I’ve always said that when I finally get tired of doing networking stuff, I’m going to write a book about teaching people structured troubleshooting. This would be useful for not only computer work, but a large variety of things like figuring out when your sink is backing up or how to change the serpentine belt on your car. The key to structured troubleshooting is thinking logically and taking it step by step. For the record, I’m going to call my book “Did You Plug the Damn Thing In?”
So, I figured I’d share some of my troubleshooting steps just to give people an idea about how I go about figuring out what’s wrong with something. Starting with how to know you’ve got a problem.
Step 1: Find out (specifically) what’s wrong.
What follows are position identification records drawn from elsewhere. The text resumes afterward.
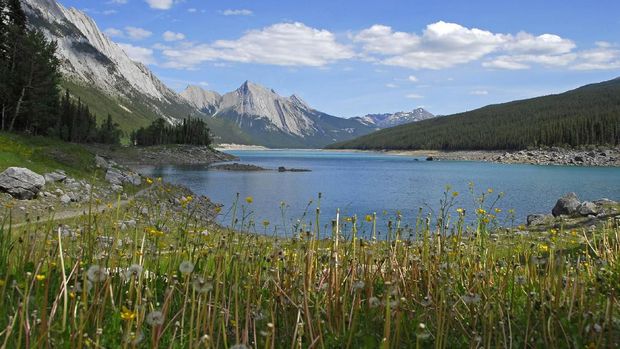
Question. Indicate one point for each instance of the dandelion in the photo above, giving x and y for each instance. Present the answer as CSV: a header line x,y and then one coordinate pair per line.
x,y
186,267
97,273
471,298
133,270
155,318
201,285
127,314
374,302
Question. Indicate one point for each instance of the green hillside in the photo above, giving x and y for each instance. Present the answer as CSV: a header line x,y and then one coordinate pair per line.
x,y
584,116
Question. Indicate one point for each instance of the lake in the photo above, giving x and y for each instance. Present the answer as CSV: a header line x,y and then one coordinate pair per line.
x,y
363,182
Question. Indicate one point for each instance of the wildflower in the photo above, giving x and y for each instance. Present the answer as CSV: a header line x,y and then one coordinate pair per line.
x,y
96,273
186,267
133,338
133,270
471,298
155,318
127,314
201,285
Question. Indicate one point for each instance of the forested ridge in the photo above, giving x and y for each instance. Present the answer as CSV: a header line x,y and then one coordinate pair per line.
x,y
589,115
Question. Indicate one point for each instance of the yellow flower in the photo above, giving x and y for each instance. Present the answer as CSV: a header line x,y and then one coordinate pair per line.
x,y
127,314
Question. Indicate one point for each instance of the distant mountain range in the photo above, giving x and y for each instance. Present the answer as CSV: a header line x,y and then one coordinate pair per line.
x,y
589,115
395,119
98,71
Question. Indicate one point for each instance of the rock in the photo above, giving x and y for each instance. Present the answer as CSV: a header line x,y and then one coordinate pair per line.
x,y
537,219
101,162
56,176
587,208
566,205
65,199
21,183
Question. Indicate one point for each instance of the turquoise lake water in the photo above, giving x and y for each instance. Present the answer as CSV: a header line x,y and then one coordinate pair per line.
x,y
363,183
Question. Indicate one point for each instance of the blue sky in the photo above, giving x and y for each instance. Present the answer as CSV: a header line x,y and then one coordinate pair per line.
x,y
350,58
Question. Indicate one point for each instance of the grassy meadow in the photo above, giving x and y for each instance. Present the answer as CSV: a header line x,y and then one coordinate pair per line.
x,y
140,276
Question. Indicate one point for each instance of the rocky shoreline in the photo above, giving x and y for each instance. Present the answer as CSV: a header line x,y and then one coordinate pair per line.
x,y
604,157
162,155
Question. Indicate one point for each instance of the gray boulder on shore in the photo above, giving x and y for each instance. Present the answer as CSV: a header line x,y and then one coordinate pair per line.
x,y
567,205
21,183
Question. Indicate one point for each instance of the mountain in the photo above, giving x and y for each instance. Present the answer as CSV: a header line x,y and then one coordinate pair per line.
x,y
589,115
98,70
269,119
399,118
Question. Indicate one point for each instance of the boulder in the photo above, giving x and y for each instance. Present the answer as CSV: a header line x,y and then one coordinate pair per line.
x,y
566,205
537,219
587,208
56,176
21,183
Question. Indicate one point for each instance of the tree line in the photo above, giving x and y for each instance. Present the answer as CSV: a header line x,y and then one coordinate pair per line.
x,y
589,115
192,131
30,96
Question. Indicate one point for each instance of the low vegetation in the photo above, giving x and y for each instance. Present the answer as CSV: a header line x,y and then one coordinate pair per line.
x,y
139,276
589,115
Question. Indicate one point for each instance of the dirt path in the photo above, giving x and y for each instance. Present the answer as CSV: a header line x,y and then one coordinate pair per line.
x,y
72,213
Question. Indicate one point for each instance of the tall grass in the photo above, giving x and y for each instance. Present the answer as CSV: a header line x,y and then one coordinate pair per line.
x,y
170,281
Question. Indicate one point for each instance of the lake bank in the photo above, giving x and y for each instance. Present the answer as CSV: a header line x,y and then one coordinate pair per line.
x,y
601,157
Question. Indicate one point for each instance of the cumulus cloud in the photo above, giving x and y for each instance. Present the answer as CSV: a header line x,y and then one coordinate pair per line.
x,y
172,36
160,4
139,54
285,44
239,12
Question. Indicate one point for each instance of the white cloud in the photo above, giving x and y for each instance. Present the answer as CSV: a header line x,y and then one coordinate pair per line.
x,y
479,92
160,4
239,12
285,44
139,54
414,96
136,33
172,36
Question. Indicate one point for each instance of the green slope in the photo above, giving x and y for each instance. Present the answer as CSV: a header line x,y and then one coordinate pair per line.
x,y
584,116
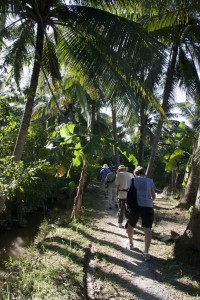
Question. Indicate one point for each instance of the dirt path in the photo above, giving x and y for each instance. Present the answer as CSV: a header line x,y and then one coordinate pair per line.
x,y
116,272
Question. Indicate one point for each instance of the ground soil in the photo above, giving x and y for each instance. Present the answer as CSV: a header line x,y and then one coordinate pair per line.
x,y
115,272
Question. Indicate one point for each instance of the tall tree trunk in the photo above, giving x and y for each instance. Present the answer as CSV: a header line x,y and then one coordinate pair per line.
x,y
165,106
79,196
83,178
142,135
114,129
192,186
187,246
19,146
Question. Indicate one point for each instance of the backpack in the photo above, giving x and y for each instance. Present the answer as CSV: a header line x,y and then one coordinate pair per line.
x,y
131,199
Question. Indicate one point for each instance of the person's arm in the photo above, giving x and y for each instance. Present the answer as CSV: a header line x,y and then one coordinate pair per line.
x,y
153,194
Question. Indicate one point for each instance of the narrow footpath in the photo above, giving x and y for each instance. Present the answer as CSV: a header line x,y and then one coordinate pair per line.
x,y
115,272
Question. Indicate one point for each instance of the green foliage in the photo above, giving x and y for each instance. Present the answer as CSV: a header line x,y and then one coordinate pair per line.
x,y
179,142
30,184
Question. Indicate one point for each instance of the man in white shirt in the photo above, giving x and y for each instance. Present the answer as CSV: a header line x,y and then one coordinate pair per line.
x,y
122,182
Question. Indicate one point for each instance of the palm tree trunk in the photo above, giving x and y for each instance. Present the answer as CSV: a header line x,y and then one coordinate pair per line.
x,y
142,135
187,247
165,106
114,128
79,196
192,186
19,146
83,178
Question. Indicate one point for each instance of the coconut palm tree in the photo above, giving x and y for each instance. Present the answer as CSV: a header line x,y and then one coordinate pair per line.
x,y
178,27
85,37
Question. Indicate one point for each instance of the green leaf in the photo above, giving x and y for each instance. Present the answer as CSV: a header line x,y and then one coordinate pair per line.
x,y
67,130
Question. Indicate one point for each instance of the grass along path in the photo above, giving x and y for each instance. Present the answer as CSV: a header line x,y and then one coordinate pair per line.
x,y
89,259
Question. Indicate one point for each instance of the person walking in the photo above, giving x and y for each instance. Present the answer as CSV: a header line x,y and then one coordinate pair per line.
x,y
103,173
122,183
112,190
145,190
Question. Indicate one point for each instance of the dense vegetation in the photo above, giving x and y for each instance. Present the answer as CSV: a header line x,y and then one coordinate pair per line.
x,y
62,64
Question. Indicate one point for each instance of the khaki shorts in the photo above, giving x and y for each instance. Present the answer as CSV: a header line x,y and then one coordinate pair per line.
x,y
145,213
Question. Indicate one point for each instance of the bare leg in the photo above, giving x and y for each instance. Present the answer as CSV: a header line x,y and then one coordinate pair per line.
x,y
130,232
147,239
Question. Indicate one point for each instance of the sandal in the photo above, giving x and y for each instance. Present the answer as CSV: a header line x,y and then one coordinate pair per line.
x,y
146,256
Yes, that sounds simplistic and little condescending. And you’d be surprised at the number of people that can’t tell you what is wrong with something. Want to piss off your mechanic? Tell him your car is “making a funny noise”. Want to raise the ire of your network admin? Tell her the problem must be because “the network is slow”. Problems are specific. It’s not making a funny noise, it sounds like dragging a drawer full of silverware across a washboard. The network isn’t slow, it takes forever for me to open up http://www.google.com. Giving a problem a specific diagnosis means you can narrow your focus on what to start investigating. As the troubleshooter, you have to remember to ask probing questions. Don’t settle for ‘yes’ or ‘no’. Make the other person describe, in excruciating detail if necessary, what exactly is wrong. And take lots of notes. As the blog title suggests, the Apollo 13 astronauts didn’t tell Houston that their problem was a funny noise. It was a very specific diagnosis.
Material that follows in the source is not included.